MR is a very ubiquitous educational activity in internal medicine residency training programs, hence assessing its practice, and contribution to trainees’ education, is crucial for improvement to make sure that the protected time spent regularly by the trainees and the educators is rewarded by educational benefits. To the best of our knowledge, this is the first multicenter cross-sectional study in Saudi Arabia that addresses the practice of MR and its educational aspects. In addition, it adds to the literature since there is a dearth of published similar studies from the internal medicine residents “perspectives”.

Conclusion

This cross-sectional multicenter study demonstrated that the traditional MR continued to be a commonly practiced educational activity in internal medicine residency training programs in the eastern province of Saudi Arabia. The case-based discussion was found to be the most frequent format consistent with the classic practice. The reported respondents’ motivation for engagement in MR was predominantly intermediate.

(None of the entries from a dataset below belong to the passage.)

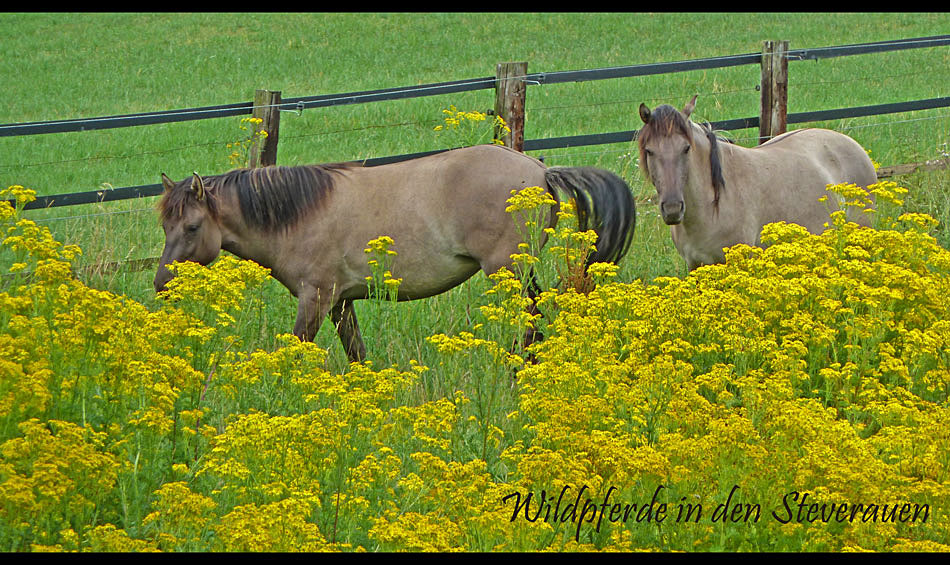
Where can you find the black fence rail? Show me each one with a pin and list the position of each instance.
(529, 79)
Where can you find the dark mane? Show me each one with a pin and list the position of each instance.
(270, 198)
(715, 163)
(665, 120)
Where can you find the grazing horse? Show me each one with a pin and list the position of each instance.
(715, 195)
(445, 212)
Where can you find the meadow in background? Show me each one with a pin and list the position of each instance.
(818, 365)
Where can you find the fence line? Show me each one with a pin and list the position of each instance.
(527, 79)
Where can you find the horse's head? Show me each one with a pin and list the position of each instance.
(189, 218)
(665, 141)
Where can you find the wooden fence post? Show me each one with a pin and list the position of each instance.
(774, 106)
(264, 153)
(509, 102)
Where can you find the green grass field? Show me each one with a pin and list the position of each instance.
(819, 364)
(89, 65)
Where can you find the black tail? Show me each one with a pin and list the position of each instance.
(604, 203)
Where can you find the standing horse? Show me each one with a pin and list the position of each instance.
(446, 213)
(715, 195)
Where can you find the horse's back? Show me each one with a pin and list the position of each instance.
(838, 156)
(445, 213)
(811, 160)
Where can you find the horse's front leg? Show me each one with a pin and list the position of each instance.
(344, 318)
(312, 307)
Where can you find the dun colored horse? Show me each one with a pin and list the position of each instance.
(715, 195)
(445, 213)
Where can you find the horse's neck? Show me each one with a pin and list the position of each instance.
(239, 239)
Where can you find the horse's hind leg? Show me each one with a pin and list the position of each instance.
(344, 318)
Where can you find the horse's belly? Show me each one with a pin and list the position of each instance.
(424, 279)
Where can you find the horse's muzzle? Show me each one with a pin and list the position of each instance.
(672, 212)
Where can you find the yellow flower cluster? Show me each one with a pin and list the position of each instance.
(466, 128)
(241, 149)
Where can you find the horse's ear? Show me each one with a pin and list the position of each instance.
(688, 109)
(198, 186)
(644, 113)
(167, 183)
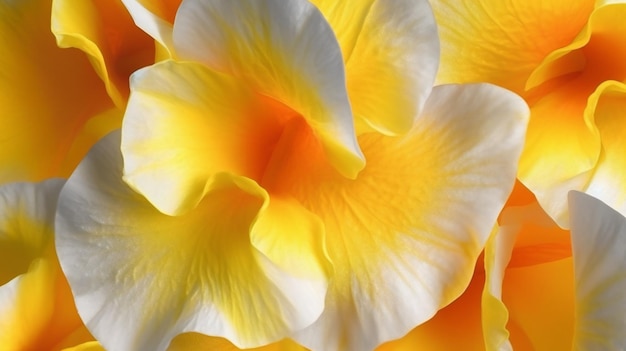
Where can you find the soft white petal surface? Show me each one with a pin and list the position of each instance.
(141, 277)
(404, 236)
(283, 49)
(599, 251)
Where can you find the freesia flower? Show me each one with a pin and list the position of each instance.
(550, 304)
(36, 306)
(545, 288)
(566, 58)
(54, 105)
(291, 174)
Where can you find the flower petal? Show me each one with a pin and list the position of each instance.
(598, 244)
(502, 42)
(391, 51)
(47, 95)
(155, 17)
(403, 237)
(36, 306)
(528, 273)
(608, 103)
(285, 50)
(195, 341)
(175, 137)
(107, 34)
(461, 318)
(141, 277)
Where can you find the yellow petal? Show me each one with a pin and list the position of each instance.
(167, 275)
(403, 237)
(609, 102)
(285, 50)
(461, 319)
(195, 341)
(528, 264)
(155, 17)
(36, 305)
(391, 51)
(104, 30)
(563, 129)
(502, 42)
(47, 95)
(185, 124)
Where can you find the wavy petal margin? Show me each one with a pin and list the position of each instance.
(285, 50)
(141, 277)
(404, 236)
(599, 250)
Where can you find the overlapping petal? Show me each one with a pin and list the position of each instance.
(155, 17)
(598, 244)
(399, 256)
(502, 42)
(141, 277)
(391, 53)
(285, 50)
(36, 305)
(105, 32)
(47, 96)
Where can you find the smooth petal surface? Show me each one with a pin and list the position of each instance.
(608, 104)
(141, 277)
(391, 52)
(155, 17)
(47, 96)
(104, 30)
(528, 297)
(461, 319)
(185, 124)
(36, 306)
(563, 126)
(403, 237)
(599, 251)
(195, 341)
(285, 50)
(502, 42)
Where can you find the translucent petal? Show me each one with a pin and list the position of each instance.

In addition, we found a predominant intermediate perceived contribution of the MR to respondents’ education and role development and a similar perceived predominant intermediate impact of the MR on EBM and QIPS practice. These findings call for further research to examine the role of MRs in internal medicine residency training. Since this is the first study (up to our best knowledge) in Saudi Arabia, we hope the leaders in the field will find it helpful for further studies and improvement initiatives.

Acknowledgment

We wanted to thank all the internal medicine trainee residents in the Eastern Province of Saudi Arabia for participating in this study.

Disclosure

The authors report no conflicts of interest in this work.